- The paper introduces a federated deep learning framework that standardizes RT naming conventions while maintaining data privacy across multiple centers.
- It employs a multimodal approach by combining tabular, 2D, and 3D imaging data to enhance model accuracy comparable to centralized systems.
- The evaluation of FL aggregation methods, including FedAvg and FedAdam, underscores the influence of data distribution on model performance.
Federated Learning Application for Standardizing Radiotherapy Nomenclature
Introduction to Federated Learning in Radiotherapy Data Standardization
The application of federated learning (FL) techniques to standardize naming conventions in radiotherapy (RT) data represents an innovative approach in the field of medical data analysis. The complexity of handling RT patient records, which are distributed across multiple institutions with stringent data privacy regulations, necessitates novel methods that respect these constraints while enabling effective data mining and analysis.
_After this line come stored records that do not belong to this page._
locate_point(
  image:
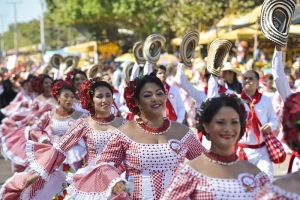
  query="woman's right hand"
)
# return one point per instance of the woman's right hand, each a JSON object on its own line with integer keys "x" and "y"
{"x": 278, "y": 47}
{"x": 119, "y": 188}
{"x": 30, "y": 180}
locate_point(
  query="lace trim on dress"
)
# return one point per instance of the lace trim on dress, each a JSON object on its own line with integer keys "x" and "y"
{"x": 34, "y": 165}
{"x": 282, "y": 193}
{"x": 79, "y": 195}
{"x": 2, "y": 189}
{"x": 42, "y": 138}
{"x": 10, "y": 155}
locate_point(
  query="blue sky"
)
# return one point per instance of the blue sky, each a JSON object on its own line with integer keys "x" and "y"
{"x": 26, "y": 11}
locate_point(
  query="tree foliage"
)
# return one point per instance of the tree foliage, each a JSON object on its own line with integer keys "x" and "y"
{"x": 145, "y": 17}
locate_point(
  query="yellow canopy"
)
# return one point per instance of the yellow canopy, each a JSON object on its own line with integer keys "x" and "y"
{"x": 241, "y": 33}
{"x": 209, "y": 36}
{"x": 248, "y": 18}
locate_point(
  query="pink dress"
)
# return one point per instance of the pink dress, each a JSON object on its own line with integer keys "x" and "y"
{"x": 273, "y": 192}
{"x": 46, "y": 159}
{"x": 15, "y": 106}
{"x": 187, "y": 183}
{"x": 151, "y": 165}
{"x": 14, "y": 143}
{"x": 15, "y": 112}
This paper introduces a multimodal deep learning model that operates under a federated learning framework to address the challenges of standardizing structure volume names within RT data, a critical step for facilitating data mining and analyses across multi-institutional centers.
Proposal and Methodology
Data Collection and Preprocessing
The study utilized a dataset of lung cancer patients from The Cancer Imaging Archive (TCIA), focusing on standardizing seven specified classes, including one target volume (TV) and six organs-at-risk (OARs). Features extracted included tabular, visual (2D central slices), and volumetric (3D) data from the contoured volumes, which provided a rich representation necessary for the deep learning model.
Model Architecture
The multimodal deep learning model proposed employs a layer-level fusion approach where tabular, visual, and volumetric modalities are concatenated within the neural network. This structure leverages the complementary information provided by each data type, with the convolutional blocks handling imaging data and fully connected layers processing tabular features.
Federated Learning Framework
The federated learning setup involved a centralized orchestrator coordinating model training across simulated data centers, maintaining data privacy by keeping patient records localized. Several FL aggregation strategies were evaluated, including FedAvg, FedOpt, FedYogi, and FedAdam, to determine their effectiveness in this context.
Experimental Findings
The findings underscored the necessity of integrating multiple modalities for improved model performance, with tabular-volumetric models notably outperforming other combinations. Even within a federated learning environment, models achieved comparable accuracy to centralized approaches, with a significant classification accuracy evident when employing multimodal inputs. The number of data centers and samples significantly influenced model training, underscoring the importance of strategic data distribution and aggregation method selection in federated settings.
Practical Implications
This research illuminates the feasibility and efficacy of using federated deep learning for the standardization of naming conventions in RT data. It proves that despite the distributed nature of the data, substantial performance can be achieved, comparable to that of centralized models. Furthermore, it suggests the potential of FL in overcoming data privacy and security challenges inherent in multi-institutional healthcare data handling.
Future Directions and Limitations
While the study presents a robust foundation, future research could explore real-world applications involving data from actual distributed centers, encompass broader class representations, and investigate the potential of few-shot learning to handle scenarios with limited labeled data. Additionally, employing augmentation techniques could further enhance model performance and generalizability.
Conclusion
The exploration of federated deep learning for RT data standardization signifies a promising step toward harnessing the power of distributed medical datasets without compromising data privacy. The study’s findings emphasize the viability of FL in medical data analysis, offering a pathway to more personalized and effective cancer treatment planning through standardization of RT data across institutions.